# 1992 Giant Yukon - Overhaul



## marpilli (Feb 8, 2011)

*My overhauled 1992 Giant Yukon.*

*Before:*









*After:*









































































*General Details:*

I needed a 'neighborhood' bike to ride around with the kids. After buying the bike off of CraigsList for $25, I started a thread asking for help identifying the year. From what I've gathered, I believe it to be a 1992 model.

There are a few things I find really neat about this bike.

It was once a rental bike. It still has the "Recreational Vehicles & Equipment &#8230; Fairport, NY" sticker on the frame. It even has the security cable attaching the seat to the frame so it couldn't be removed by a renter. 

At some point it was put into private ownership and registered in the city of Waukesha, WI. There are other bicycle license stickers under the Waukesha sticker; but, I left them as-is.

Fairport, NY to Waukesha, WI and I bought it from a guy in Frisco, TX. She's traveled a bit...

1992 was the first year the Yukon was produced, and this frame was manufactured in November, 1991. That would make this a first year production run of the Giant Yukon. Not that the Yukon is a collector's item. But, I think it's neat to have a 'first year' bike.

*Overhaul Details:*

I've overhauled one bike before and it was a much newer model. So, I used this as an opportunity to learn by taking down and rebuilding an older bike (and buy a few new tools). 

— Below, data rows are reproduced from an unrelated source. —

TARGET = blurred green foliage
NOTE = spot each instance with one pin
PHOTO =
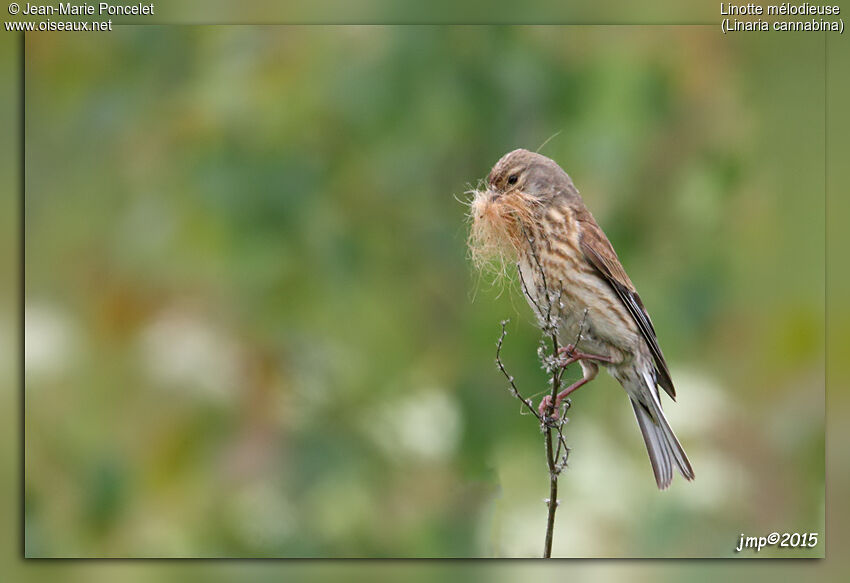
(251, 329)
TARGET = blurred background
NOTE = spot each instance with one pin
(251, 328)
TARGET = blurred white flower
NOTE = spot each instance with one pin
(181, 350)
(49, 340)
(426, 424)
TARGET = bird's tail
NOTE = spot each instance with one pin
(664, 449)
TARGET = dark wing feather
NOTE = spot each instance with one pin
(599, 252)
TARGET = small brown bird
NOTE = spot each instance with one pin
(532, 213)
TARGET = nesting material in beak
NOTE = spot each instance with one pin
(498, 224)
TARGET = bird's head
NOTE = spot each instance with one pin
(519, 187)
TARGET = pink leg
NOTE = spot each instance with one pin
(573, 355)
(589, 369)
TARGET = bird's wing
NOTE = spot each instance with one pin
(599, 252)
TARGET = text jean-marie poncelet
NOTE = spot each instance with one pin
(86, 9)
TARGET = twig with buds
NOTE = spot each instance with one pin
(552, 425)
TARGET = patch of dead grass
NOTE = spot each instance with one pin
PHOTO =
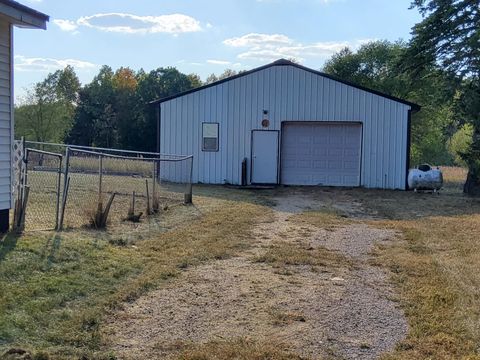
(437, 272)
(240, 349)
(57, 292)
(327, 219)
(282, 317)
(284, 254)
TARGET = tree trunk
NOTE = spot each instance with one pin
(472, 185)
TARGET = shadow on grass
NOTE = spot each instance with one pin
(377, 203)
(8, 243)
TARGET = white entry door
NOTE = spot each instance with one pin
(264, 157)
(316, 153)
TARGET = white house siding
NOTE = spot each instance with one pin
(5, 115)
(289, 94)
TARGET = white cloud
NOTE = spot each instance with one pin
(256, 40)
(219, 62)
(134, 24)
(65, 25)
(35, 64)
(267, 47)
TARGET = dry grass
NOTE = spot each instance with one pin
(327, 219)
(437, 271)
(57, 289)
(241, 349)
(284, 254)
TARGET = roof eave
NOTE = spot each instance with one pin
(23, 16)
(283, 62)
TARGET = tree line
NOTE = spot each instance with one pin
(438, 69)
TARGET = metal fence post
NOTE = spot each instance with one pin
(59, 182)
(66, 182)
(100, 178)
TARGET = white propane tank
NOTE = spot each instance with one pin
(424, 177)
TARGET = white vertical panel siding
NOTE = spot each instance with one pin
(5, 116)
(289, 94)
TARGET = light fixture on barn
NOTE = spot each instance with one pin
(265, 121)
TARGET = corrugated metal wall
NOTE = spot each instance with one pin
(5, 116)
(289, 94)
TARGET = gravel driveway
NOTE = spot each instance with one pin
(327, 312)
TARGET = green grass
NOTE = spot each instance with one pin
(56, 289)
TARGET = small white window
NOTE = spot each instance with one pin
(210, 136)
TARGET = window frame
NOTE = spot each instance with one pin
(218, 136)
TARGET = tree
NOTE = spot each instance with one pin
(94, 122)
(126, 107)
(157, 84)
(47, 111)
(449, 35)
(378, 65)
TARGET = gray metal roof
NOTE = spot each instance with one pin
(23, 16)
(284, 62)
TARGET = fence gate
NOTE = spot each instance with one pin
(44, 180)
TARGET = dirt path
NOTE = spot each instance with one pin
(340, 312)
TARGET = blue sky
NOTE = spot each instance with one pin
(199, 36)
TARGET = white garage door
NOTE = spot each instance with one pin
(317, 153)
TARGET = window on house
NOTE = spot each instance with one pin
(210, 136)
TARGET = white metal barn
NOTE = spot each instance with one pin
(291, 125)
(11, 14)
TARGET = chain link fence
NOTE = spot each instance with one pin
(43, 178)
(73, 189)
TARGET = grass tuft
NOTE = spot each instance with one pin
(56, 289)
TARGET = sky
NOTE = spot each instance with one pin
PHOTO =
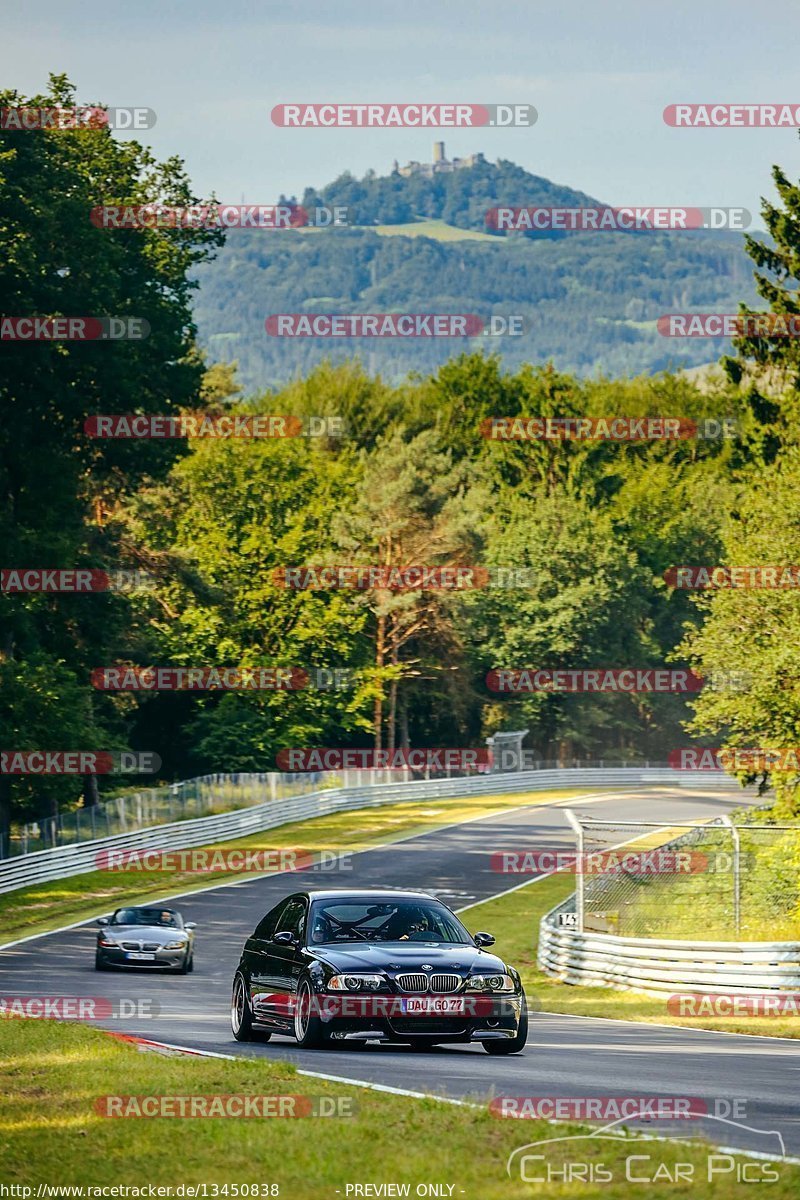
(599, 73)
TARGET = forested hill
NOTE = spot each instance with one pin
(589, 301)
(461, 198)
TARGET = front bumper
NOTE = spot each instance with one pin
(494, 1018)
(116, 957)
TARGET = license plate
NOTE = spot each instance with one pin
(433, 1006)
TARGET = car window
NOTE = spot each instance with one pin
(398, 921)
(166, 917)
(265, 927)
(292, 918)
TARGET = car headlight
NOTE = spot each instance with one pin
(491, 983)
(355, 983)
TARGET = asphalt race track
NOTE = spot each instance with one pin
(566, 1056)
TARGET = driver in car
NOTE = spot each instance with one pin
(405, 924)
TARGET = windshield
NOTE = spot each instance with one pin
(164, 917)
(397, 921)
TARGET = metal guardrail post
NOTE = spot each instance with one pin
(578, 875)
(737, 870)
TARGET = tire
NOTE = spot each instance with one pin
(241, 1015)
(515, 1044)
(308, 1030)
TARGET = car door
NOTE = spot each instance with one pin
(256, 958)
(284, 958)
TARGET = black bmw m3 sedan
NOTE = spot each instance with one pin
(394, 966)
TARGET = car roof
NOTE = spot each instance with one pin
(145, 907)
(366, 894)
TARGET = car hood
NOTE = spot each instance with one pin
(408, 957)
(144, 933)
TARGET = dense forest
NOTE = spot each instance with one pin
(211, 521)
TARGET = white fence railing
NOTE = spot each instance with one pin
(76, 859)
(661, 965)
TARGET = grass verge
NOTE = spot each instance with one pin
(50, 1132)
(47, 906)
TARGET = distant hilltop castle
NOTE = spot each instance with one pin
(440, 165)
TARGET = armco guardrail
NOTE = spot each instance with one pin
(665, 966)
(77, 859)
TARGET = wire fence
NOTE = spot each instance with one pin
(721, 881)
(209, 795)
(150, 807)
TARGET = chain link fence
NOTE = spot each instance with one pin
(721, 881)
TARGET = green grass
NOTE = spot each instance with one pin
(47, 906)
(515, 918)
(50, 1133)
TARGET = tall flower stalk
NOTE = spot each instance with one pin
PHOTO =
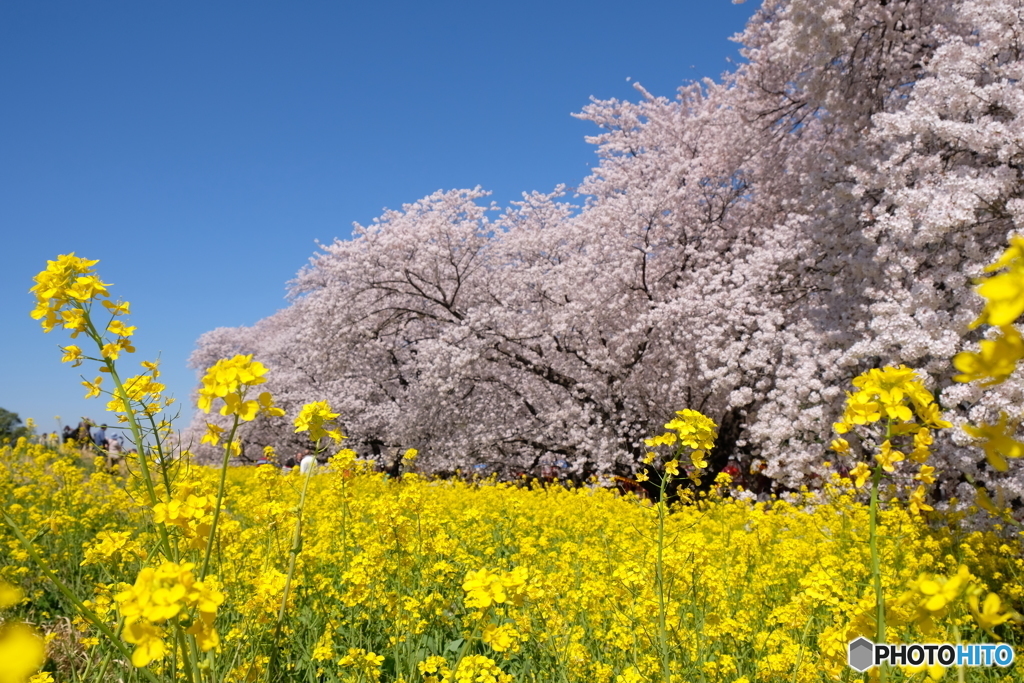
(896, 398)
(688, 431)
(167, 595)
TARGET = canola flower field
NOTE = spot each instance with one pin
(176, 571)
(419, 580)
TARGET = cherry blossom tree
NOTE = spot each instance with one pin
(743, 249)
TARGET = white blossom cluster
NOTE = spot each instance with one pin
(744, 249)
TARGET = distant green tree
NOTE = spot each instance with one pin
(10, 426)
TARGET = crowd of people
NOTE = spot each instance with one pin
(97, 439)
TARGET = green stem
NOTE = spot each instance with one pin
(663, 632)
(294, 554)
(220, 498)
(880, 602)
(67, 592)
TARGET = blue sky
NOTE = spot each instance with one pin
(200, 150)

I removed all components from the frame for cleaning. The derailleurs cleaned up nicely. The crankset cleaned up nicely, also. Just a bit of simple green (diluted) in a spray bottle, soft brush, and a rinse.

On the frame I used two different grits of Maguire's polish to remove some of the dirt from the scratches and brighten up the paint a bit. I didn't try to patch the paint. I just wanted to clean it up.

I lightly sanded the handlebars and gave them a coat of egg-shell black.

I serviced the bearings in the bottom bracket and replaced the bearings in both the front and rear hubs. First time I replaced hub bearings and it was a night-and-day difference on how the wheels turned.

The shifters were a bit tricky. The pawls were stuck on both and they wouldn't engage the cogs. I was able to get the rear shifter working by washing it with WD-40 and working the pawls with a pick. The front shifter wouldn't budge, though. I ended up soaking the shifter in a small metal bowl of "bar and chain oil" for a few days. I then manually worked the pawls and washed it with WD-40 and it came back to life. After letting the WD dry, I sprayed them down generously with silicone lubricant and replaced the covers.

The cantilever brakes were a pain in the neck to adjust. I still don't think I have them completely correct (back still feels soft). But, I need to replace the pads anyway and I'll find an on-line guide to help me adjust them at that time.

The seat still looks a bit nasty. I used Gorilla Tape to fix a couple of the rips and it's coming off from underneath. I'd like to keep the seat on the bike if I can figure out a way to patch it. I'm not looking to make it "like new".

I learned a lot tinkering with this bike and I'm excited to ride it around with the kiddos.


----------



## girlonbike (Apr 24, 2008)

much better. I like before and after pictures.


----------



## old'skool (Jul 2, 2011)

> . The pawls were stuck on both and they wouldn't engage the cogs. I was able to get the rear shifter working by washing it with WD-40 and working the pawls with a pick.


The old "re-animation" trick. I've scored lot's of killer deals because the bike "wouldn't shift".

Nice work, looks good.


----------



## banks (Feb 2, 2004)

Very clean, good job!


----------



## mechagouki (Nov 30, 2007)

Nice resto. But I couldn't help noticing that in the after picture, it's still a Giant Yukon.

What's with the license sticker?


----------



## paetersen (Jul 28, 2007)

mechagouki said:


> Nice resto. But I couldn't help noticing that in the after picture, it's still a Giant Yukon.


Jackass!


----------



## marpilli (Feb 8, 2011)

mechagouki said:


> What's with the license sticker?


The sticker was already on the frame. I left it there (along with the rental company sticker and the seat security cable) because I felt it added character to the bike.


----------



## mrspickless (Jul 28, 2011)

Like it.. looks much better


----------



## marpilli (Feb 8, 2011)

mrspickless said:


> Like it.. looks much better


Thank you. It's now a happy bike.  I've been riding it a few times each with with the kids. I believe I'll get years of reliable service from this bike.


----------



## CS2 (Jul 24, 2007)

marpilli said:


> Thank you. It's now a happy bike.  I've been riding it a few times each with with the kids. I believe I'll get years of reliable service from this bike.


You'll easily get years of service. Very nice job.


----------